3.5 stars out of 5
Did I enjoy this movie as much as Get Out and Us? Nope. The good news is, Jordan Peele is becoming a more skilled filmmaker with each outing. The bad news being, artfulness does not always result in pure viewing satisfaction.
Opening segment: creepy, weird, and awesome; no spoilers. After that, I briefly thought I was watching Montana Story again, as brother O.J. (Daniel Kaluuya) and sister Em (Keke Palmer) reconnect at the rural family ranch, complete with horses, and try to carry on after the death of their father. (Wait… O.J.??) The Haywood family business is training horses for the movies, and this nicely ties to African-American history and the earliest days of cinema.

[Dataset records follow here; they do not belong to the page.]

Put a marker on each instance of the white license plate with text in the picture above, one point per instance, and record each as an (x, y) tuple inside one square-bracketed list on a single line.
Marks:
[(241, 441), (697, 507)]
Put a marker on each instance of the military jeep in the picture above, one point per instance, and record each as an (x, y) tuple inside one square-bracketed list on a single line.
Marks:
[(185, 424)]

We meet their reliable client, former child star Ricky (Steven Yeun), who runs a nearby Wild West family attraction.
And, you guessed it, crazy shit starts happening. In a clever and very of-the-moment twist, instead of cowering in fear, Keke suggests monetizing the phenomenon.
So, all good so far. But Peele spends entirely too much of the film setting up the story, He did this in Us as well, but in that movie the first half was taut and tense (prior to the delightfully batshit payoff), while in this one it’s kind of slow… and meandering; there are frights and oddness but not enough to really pull me in.
The acting (and/or direction of the actors) is also at fault. Kaluuya was superb in Get Out but here the Brit plays an inland California cowpoke as taciturn and grumbly, and doesn’t exactly light up the screen. Yeun was really good in Minari but here he’s trying too hard to be a guy who, um, tries too hard to be fun and funny — but with buried childhood trauma — and Yeun just doesn’t nail it. Brandon Perea comes off real phony-baloney as a Geek Squad employee who helps the Haywoods with their security cameras and gets caught up in the spookiness. Only Keke Palmer — dancing, strutting, full of attitude in a Jesus Lizard t-shirt — really shines here.
The last section does deliver the wildness, terror, and laughs we now expect from Peele, and sure, a little bit of stupidity. The music is great, there are some very cool and clever visuals and sequences, and I did enjoy this movie. Just — after the very high bar set by Us — not as much as I hoped to.